Le bazar ou plurôt la ville noire, est assez curieuse. Les maisons sont originales. Il y en a de dorées, la plupart sont peintes. Le théâtre est près du jardin, on y conserve deux boulets de canon, qui viennent des insurgés. 

 

COMMENTAIRE PERSONNEL: "La révolte des cipayes du 10 mai 1857".

 

Dans les années 1850, les troupes indigènes réparties en trois armées distinctes s'élevaient à plus de 250 000 cipayes alors que l'armée régulière (Queen's regiments) ne dépassait pas 35 000 européens (surtout des écossais).

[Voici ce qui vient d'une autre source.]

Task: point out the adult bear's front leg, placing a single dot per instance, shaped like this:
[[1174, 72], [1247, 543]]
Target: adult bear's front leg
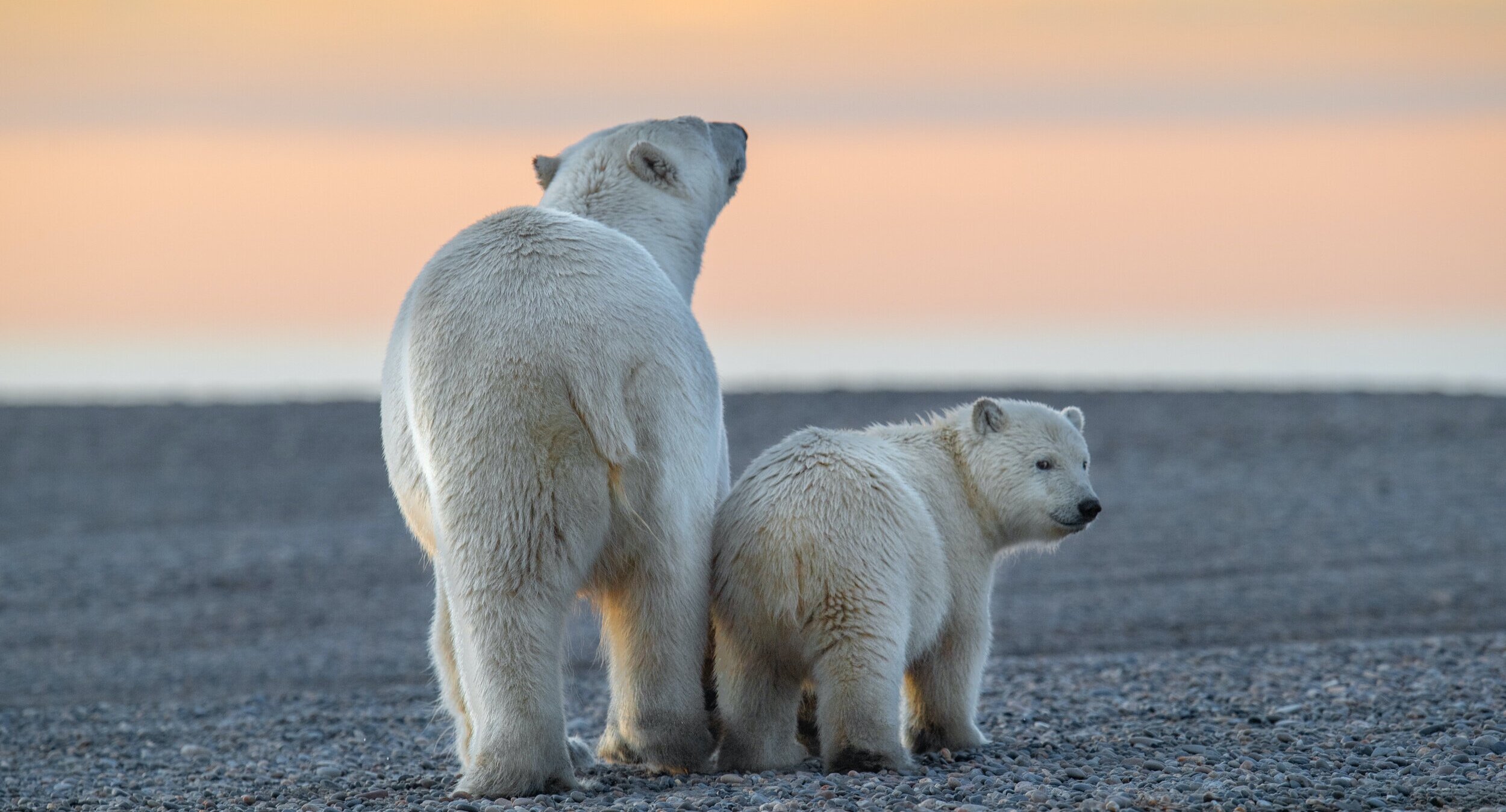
[[654, 626]]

En mars 1857, le bruit courut dans le 3ème de cavalerie légère de Meerut, dans la province du Pendjab, au nord-ouest des Indes, que la graisse utilisée pour les nouvelles cartouches réglementaires avait été tirée de graisses animales (de vache selon les uns, de porc selon les autres). Or ces cartouches devaient être déchirées avec les dents pour être décapsulées avant l'emploi. Cela ne pouvait que hérisser les troupes indigènes, tant les hindous qui vénéraient les vaches, que les musulmans qui ne pouvaient tolérer le contact avec le porc.

Le 10 mai 1857, des cipayes ou soldats indiens des armées britanniques, refusent d'employer ces cartouches suspectées de contenir des graisses animales. C'est le début d'une insurrection généralisée contre la toute puissante Compagnie Britannique des Indes Orientales, une entreprise commerciale de droit privé.

85 cipayes qui avaient refusé d'utiliser lesdites cartouches, sont condamnés à dix ans de travaux forcés.

Le lendemain, la révolte gagne le régiment qui se mutine et marche sur Delhi. 

La prestigieuse capitale est conquise sans combat.

Très vite, l'insurrection gagne Allahabad, qui est prise le 11 juin suivant, puis Cawnpore, au sud

Cette place est défendue par plusieurs milliers de cipayes et quelques centaines de britanniques parmi lesquels des femmes et des enfants.

Sous une chaleur insoutenable, les combats font rage.

Après quatre mois de siège, les survivants réussissent à s'échapper abandonnant la ville aux insurgés. C'est en mars 1858, que les britanniques s'en rendront maîtres à nouveau.